其中$F:R^n\to R^n$是一个非线性映射.

一个${\rm NCP}\left(F\right)$可转化为寻找一个极大单调算子$T$的零点问题.由Martinet[1]提出的邻近点算法, 将极大单调算子的零点问题转化为一个极大包含问题.将极大单调包含问题中的线性项用非线性项代替, 使上述问题转化为非线性方程组的问题, 此类算法称为LQP算法.

He[2]、Bnouhachem [3]、Noor和Bnouhachem [4]、Xu [5]引进了基于"预测校正方法"的LQP算法, 能很好的求解上述非线性方程组问题.
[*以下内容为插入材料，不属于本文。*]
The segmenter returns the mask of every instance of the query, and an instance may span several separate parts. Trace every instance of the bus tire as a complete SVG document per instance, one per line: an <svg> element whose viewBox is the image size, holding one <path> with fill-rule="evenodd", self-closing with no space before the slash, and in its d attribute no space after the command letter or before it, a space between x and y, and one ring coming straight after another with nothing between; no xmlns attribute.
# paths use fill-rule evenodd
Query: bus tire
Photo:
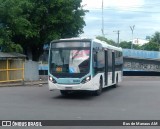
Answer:
<svg viewBox="0 0 160 129"><path fill-rule="evenodd" d="M60 93L61 93L62 96L67 96L67 95L69 95L69 92L66 91L66 90L60 90Z"/></svg>
<svg viewBox="0 0 160 129"><path fill-rule="evenodd" d="M116 88L118 85L118 75L116 76L116 84L113 85L113 88Z"/></svg>
<svg viewBox="0 0 160 129"><path fill-rule="evenodd" d="M103 86L103 79L100 78L100 80L99 80L99 89L94 91L94 95L95 96L99 96L102 93L102 89L103 89L102 86Z"/></svg>

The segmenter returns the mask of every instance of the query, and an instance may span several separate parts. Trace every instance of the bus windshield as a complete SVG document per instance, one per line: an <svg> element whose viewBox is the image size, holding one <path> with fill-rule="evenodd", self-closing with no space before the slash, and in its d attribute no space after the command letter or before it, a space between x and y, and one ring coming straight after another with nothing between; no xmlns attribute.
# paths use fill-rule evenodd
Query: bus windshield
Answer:
<svg viewBox="0 0 160 129"><path fill-rule="evenodd" d="M87 74L89 66L89 42L60 42L52 44L50 50L51 74Z"/></svg>

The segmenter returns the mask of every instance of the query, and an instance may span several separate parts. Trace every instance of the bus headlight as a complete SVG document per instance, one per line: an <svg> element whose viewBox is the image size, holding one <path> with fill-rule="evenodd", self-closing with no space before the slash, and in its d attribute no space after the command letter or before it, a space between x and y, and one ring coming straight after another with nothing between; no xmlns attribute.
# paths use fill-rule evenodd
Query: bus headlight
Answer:
<svg viewBox="0 0 160 129"><path fill-rule="evenodd" d="M52 78L51 76L49 76L49 80L53 83L57 83L56 80L54 78Z"/></svg>
<svg viewBox="0 0 160 129"><path fill-rule="evenodd" d="M88 76L88 77L84 78L81 83L84 84L84 83L86 83L86 82L88 82L90 80L91 80L91 76Z"/></svg>

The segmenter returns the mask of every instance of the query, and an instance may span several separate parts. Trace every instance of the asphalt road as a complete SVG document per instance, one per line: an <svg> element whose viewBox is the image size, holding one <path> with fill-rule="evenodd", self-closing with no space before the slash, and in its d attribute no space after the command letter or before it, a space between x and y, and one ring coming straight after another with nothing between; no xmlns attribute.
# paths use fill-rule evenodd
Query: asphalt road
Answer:
<svg viewBox="0 0 160 129"><path fill-rule="evenodd" d="M160 120L160 77L124 77L117 88L96 97L63 97L47 85L0 87L0 119Z"/></svg>

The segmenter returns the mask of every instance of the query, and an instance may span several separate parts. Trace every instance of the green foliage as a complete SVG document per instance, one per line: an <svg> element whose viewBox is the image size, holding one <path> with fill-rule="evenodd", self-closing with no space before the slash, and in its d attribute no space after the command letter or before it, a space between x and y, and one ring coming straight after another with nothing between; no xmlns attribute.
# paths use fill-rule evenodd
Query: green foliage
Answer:
<svg viewBox="0 0 160 129"><path fill-rule="evenodd" d="M119 46L122 47L122 48L130 49L131 44L132 44L131 42L122 41L122 42L120 42Z"/></svg>
<svg viewBox="0 0 160 129"><path fill-rule="evenodd" d="M3 38L3 42L1 39L1 44L4 44L4 40L8 44L18 43L26 54L31 51L33 60L38 60L43 53L44 43L83 33L83 16L87 11L83 10L81 2L82 0L0 0L0 30L9 31L6 34L8 39Z"/></svg>
<svg viewBox="0 0 160 129"><path fill-rule="evenodd" d="M106 43L108 43L110 45L117 46L117 44L113 40L109 40L109 39L107 39L107 38L105 38L103 36L97 36L96 39L104 41L104 42L106 42Z"/></svg>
预测校正方法, 在每次迭代过程中包括两个步骤:预测步与校正步.预测子(predictor)是通过在一个误差准则下近似求解LQP方程组获得的; 校正步, 亦称迭代步(new iterate), 一般是由一个投影算子表示的.

例如Noor和Bnouhachem在文献[4]中, 提出了如下算法:

步骤1  寻找近似解$\tilde {x}^k$, 使得

$ 0\approx \beta _k F(\tilde {x}^k)+\tilde {x}^k-x^k+\mu X_k \log \frac{\tilde {x}^k}{x^k}=:\xi ^k, $

其中$\left\| {\xi ^k} \right\|\le \eta \left\| {x^k-\tilde {x}^k} \right\|$, $\eta \in \left( {0, 1} \right).$

步骤2  对$\alpha >0$, $x^{k+1}\left( \alpha \right)$是下面方程组的正数解:

$ \left( {\frac{1-\mu }{1+\mu }} \right)\alpha \beta _k F(\tilde {x}^k)+x-x^k+\mu X_k \log \frac{x}{x^k}=0. $

Yuan在文献[6]中提出了以下算法:

步骤1  寻找$\tilde {x}^k\in R_+^n $, 满足$0\approx \beta_k F(\tilde {x}^k)+\tilde {x}^k-\left( {1-\mu } \right)x^k-\mu X_k^2 \left( {\tilde {x}^k} \right)^{-1}=:\xi ^k, $其中$\xi^k$满足如下误差准则:

$ \left\| {\xi ^k} \right\|\le \eta \sqrt {1-\mu ^2} \left\| {x^k-\tilde {x}^k} \right\|. $

步骤2  令$x^{k+1}\left( {\alpha _k } \right)=P_{R_+^n } \left[{x^k-\alpha _k \frac{\beta _k }{1+\mu }F\left( {\tilde {x}^k} \right)} \right]$.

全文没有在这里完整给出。